Airport Announcer (0:32)
Now boarding Group A, please have your boarding passes ready to scan. If your phone is cracked old or was chewed up by your Chihuahua travel companion, please refrain from holding up the line and instead simply go to Verizon and trade in any phone in any condition from one of their top brands. For the new Samsung Galaxy S25 plus with Galaxy AI on Unlimited ultimate and a Watch or Tap. Also on now Service plan required for Watch or Tap. Trade in and additional terms apply secure. See verizon.com for details.

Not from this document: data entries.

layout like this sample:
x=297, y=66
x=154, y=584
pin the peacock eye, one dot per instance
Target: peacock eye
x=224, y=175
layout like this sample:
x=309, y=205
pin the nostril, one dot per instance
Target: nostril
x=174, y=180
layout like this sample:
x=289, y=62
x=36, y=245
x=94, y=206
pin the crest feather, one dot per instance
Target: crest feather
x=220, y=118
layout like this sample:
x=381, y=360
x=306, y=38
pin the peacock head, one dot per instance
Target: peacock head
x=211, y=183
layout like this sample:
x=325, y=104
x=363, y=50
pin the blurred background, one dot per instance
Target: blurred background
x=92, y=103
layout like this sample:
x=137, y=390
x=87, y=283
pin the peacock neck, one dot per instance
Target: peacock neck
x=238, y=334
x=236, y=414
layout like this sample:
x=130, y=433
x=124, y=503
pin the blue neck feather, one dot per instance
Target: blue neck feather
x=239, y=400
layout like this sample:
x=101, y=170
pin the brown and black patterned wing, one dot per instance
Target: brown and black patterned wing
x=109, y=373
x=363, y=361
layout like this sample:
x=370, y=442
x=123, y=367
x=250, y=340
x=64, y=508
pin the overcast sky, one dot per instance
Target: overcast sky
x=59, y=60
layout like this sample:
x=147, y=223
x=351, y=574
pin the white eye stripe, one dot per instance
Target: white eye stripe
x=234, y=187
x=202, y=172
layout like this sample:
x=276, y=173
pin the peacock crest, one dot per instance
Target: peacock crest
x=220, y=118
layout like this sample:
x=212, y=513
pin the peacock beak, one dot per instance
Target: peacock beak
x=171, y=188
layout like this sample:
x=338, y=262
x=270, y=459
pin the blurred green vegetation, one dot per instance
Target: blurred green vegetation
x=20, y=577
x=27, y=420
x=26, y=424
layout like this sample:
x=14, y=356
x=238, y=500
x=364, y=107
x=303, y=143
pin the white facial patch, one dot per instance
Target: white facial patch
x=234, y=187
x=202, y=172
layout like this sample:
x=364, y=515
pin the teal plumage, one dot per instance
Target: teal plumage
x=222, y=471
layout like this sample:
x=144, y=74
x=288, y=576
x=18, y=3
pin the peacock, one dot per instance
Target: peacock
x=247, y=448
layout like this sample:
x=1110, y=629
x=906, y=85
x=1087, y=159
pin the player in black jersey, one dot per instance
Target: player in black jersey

Boost Mobile Representative (1:00)
To get people excited about Boost Mobile's new nationwide 5G network, we're offering unlimited talk, text and data for $25 a month. Forever. Even if you have a baby. Even if your baby has a baby, even if you grow old and wrinkly and you start repeating yourself, even if you start repeating yourself, even if you're on your deathbed and you need to make one last call or text, right? Or text the long lost son you abandoned at birth, you'll still get unlimited talk, text and Data for just $25 a month. With Boost Mobile Forever, after 30 gigabytes, customers may experience slower speeds. Customers will pay $25 a month as long as they remain active on The Boost Unlimited.
Don Wildman (1:34)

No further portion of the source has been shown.